Walmart is a retailer that offers a light version of solutions. Working with their vendors, they introduced the combination of a few products organized around a theme. One was "Moms on the Move," developed with Procter & Gamble, based on the insight that there are a large number of mothers who spend most of their day in their SUV or minivan. The solution was to combine select, useful products for mom's vehicle, such as paper towels, diapers, tissues, hand cream and Mr. Clean Magic Erasers, that were then promoted and accompanied with coupons. The offering was light because it consisted of only a few products, which were loosely coupled. The products were never designed to work together. On the other hand, the combination created a convenience value for mothers. The role of the CMO is one of generating and implementing these cross-category solutions.

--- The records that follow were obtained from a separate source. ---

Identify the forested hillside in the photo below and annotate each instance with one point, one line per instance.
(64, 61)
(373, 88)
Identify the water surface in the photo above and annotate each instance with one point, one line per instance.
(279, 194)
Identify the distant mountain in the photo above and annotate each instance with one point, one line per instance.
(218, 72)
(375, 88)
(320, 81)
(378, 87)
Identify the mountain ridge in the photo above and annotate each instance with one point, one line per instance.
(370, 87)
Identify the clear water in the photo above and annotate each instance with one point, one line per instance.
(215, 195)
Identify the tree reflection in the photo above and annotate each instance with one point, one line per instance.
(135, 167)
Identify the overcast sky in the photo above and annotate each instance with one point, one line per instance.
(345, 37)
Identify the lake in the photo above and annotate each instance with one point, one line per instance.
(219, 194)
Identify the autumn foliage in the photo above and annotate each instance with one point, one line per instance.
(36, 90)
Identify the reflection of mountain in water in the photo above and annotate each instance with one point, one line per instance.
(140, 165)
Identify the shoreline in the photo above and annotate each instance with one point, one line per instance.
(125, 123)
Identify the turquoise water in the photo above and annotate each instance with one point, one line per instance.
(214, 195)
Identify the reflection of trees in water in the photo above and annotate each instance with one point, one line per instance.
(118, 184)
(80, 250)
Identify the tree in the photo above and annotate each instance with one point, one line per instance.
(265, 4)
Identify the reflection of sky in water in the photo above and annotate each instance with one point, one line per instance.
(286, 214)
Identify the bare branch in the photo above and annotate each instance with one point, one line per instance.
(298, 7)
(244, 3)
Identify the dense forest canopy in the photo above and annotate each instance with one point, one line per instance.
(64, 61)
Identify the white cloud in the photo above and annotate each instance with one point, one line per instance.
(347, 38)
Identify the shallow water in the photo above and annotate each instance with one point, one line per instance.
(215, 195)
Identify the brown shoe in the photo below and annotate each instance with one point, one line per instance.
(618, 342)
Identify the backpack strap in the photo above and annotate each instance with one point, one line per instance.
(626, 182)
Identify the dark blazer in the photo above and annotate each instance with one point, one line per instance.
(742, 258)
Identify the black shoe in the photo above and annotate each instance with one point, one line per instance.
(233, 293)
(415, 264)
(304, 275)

Best Buy offers a more complete level of solutions that are designed for its customer segments -- for example, middle-aged, high-income men who like entertainment but have no clue about the operation of modern electronics. The chain creates a home-entertainment center -- a TV, DVR, stereo system and speakers, all in an integrated package -- and delivers it to their homes, where it will be installed by the Geek Squad, Best Buy's service business, which teaches them how to use the center and will return as necessary to maintain it.

Best Buy's solutions are more complete because they consist of many products and services that are integrated to operate seamlessly. These solutions require more customer insight and knowledge in order to create value for the customer segment. In general, the larger the solution -- the more products and services that are combined -- the greater the amount of customer insights and knowledge needed to create that solution.

Leading segmentation
The CMO role is key in leading the segmentation effort. The CMO needs an accepted segmentation methodology. The creation of solutions based on insights falls to the segment organization at Best Buy. But the CMO needs to build and establish a robust insight-development process throughout the company to drive the development of solutions. Finally, the CMO will need to bring the brand architecture framework to bear. The segments may or may not have their own sub-brands.

The company pursuing the customer-centric orientation inevitably organizes around the customer. The structure follows the strategy. Best Buy, IBM and P&G all have added organizational units dedicated to customers or customer segments. But these new units are not automatically welcomed and integrated into the companies' power structure.

The successful implementation of customer segments creates yet another kind of marketing: the customer-marketing specialist. The marketing community consists of specialists at the corporate center, such as customer insights; product marketing in the business units; regional marketing in the regions and now customer marketing in the segments. The CMO needs to have the leadership skills to manage this company-wide community. The CMO typically runs the marketing councils for the company. Because the marketing function operates in a matrix such as finance, the council is the primary means of integration.

These roles of thought leader, transformation leader and matrix manager are probably the biggest challenges for the contemporary CMO. Like many leadership roles today, there is no one individual who can play all of them simultaneously. Instead, the CMO will need to lead a team to execute customer centricity.

ABOUT THE AUTHOR
Jay Galbraith is founder-president of Galbraith Management Consultants, an international consulting firm that specializes in solving strategy and organizational design challenges across corporate, business unit and international levels. He is also the author of three books, the most recent being "Designing Matrix Organizations That Actually Work: How IBM, Procter & Gamble and Others Design for Success" (Jossey-Bass, 2008).